Ancient genomes of Treponema are exceptionally difficult to recover and are usually found in skeletons with bony evidence of treponemal disease lesions, such as holes that make the bone appear moth-eaten, which are often associated with the later stages of infection. Surprisingly, the 5,500-year-old skeleton containing evidence of T. pallidum did not have any obvious skeletal lesions, although other skeletons in the area did.

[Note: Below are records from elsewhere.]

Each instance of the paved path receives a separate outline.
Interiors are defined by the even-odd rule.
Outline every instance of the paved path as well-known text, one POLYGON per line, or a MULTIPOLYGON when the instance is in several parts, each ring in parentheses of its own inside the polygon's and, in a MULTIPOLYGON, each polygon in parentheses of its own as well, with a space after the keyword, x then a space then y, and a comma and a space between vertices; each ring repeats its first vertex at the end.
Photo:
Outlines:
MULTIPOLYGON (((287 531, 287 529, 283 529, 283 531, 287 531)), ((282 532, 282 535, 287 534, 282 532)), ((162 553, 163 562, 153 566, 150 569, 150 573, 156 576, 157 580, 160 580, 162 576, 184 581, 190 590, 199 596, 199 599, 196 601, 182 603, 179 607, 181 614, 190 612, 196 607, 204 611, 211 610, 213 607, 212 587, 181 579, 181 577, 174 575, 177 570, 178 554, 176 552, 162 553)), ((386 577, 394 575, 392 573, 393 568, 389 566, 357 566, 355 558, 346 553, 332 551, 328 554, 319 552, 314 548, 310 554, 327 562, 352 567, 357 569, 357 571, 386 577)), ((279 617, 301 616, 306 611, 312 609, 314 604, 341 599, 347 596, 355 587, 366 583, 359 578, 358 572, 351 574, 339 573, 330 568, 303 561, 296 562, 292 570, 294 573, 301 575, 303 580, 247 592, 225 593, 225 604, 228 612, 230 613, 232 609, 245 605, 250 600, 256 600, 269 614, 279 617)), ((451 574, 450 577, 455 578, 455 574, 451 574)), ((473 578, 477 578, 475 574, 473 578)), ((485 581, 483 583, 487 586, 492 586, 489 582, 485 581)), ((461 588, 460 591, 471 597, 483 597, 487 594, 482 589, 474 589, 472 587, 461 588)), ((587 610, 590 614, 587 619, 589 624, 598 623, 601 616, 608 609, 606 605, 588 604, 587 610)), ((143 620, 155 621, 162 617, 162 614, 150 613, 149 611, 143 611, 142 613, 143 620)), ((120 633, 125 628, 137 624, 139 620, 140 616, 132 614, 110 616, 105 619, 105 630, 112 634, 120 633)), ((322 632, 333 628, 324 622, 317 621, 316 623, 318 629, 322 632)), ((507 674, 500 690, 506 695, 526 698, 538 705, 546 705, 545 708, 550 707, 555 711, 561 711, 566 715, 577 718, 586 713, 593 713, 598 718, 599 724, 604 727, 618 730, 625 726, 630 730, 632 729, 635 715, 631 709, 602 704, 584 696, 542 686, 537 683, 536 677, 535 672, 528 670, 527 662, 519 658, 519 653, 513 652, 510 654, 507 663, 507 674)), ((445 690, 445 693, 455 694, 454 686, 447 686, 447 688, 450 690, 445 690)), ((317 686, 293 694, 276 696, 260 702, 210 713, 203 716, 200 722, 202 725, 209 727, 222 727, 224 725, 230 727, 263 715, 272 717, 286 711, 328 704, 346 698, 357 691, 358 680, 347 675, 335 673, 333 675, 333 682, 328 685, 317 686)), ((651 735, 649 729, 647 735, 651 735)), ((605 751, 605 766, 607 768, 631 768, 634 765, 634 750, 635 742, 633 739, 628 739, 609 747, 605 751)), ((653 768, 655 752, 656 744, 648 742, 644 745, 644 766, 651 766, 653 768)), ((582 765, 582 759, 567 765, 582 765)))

While investigating the new T. pallidum genome, which they named TE1-3, the researchers found that it was a different lineage than all other subspecies of T. pallidum identified to date. Based on a statistical analysis of the differences among the genomes, the researchers estimated that TE1-3 diverged from today's lineages around 13,700 years ago. This suggests that Treponema began circulating in the Americas thousands of years earlier than experts previously thought.

But the new genome does not clarify whether early Treponema lineages like TE1-3 were capable of sexual transmission like venereal syphilis.

"Current genomic evidence, along with our genome presented here, does not resolve the long-standing debate about where the disease syndromes themselves originated, but it does show there's this long evolutionary history of treponemal pathogens that was already diversifying in the Americas thousands of years earlier than previously known," study co-author Elizabeth Nelson, a molecular anthropologist at Southern Methodist University in Dallas, said in the statement.

In a related published perspective, Molly Zuckerman and Lydia Bailey, anthropologists at Mississippi State University who were not involved in the study, wrote that the new finding "points to an origin for syphilis in the Americas rather than Europe." Comparing progressively ancient genomes of Treponema with modern genetic data could help inform infection control strategies for syphilis, which has rebounded globally over the past decade, they wrote, as well as help researchers understand the history of infectious disease.

"It is possible that 15th century syphilis was the first globalized emerging infectious disease and a harbinger of all subsequent ones, from HIV/AIDS to COVID-19," Zuckerman and Bailey wrote.

The new discovery shows "the unique potential of paleogenomics to contribute to our understanding of the evolution of species, and potential health risks for past and present communities," study co-author Lars Fehren-Schmitz, a geneticist at the University of California, Santa Cruz, said in the statement.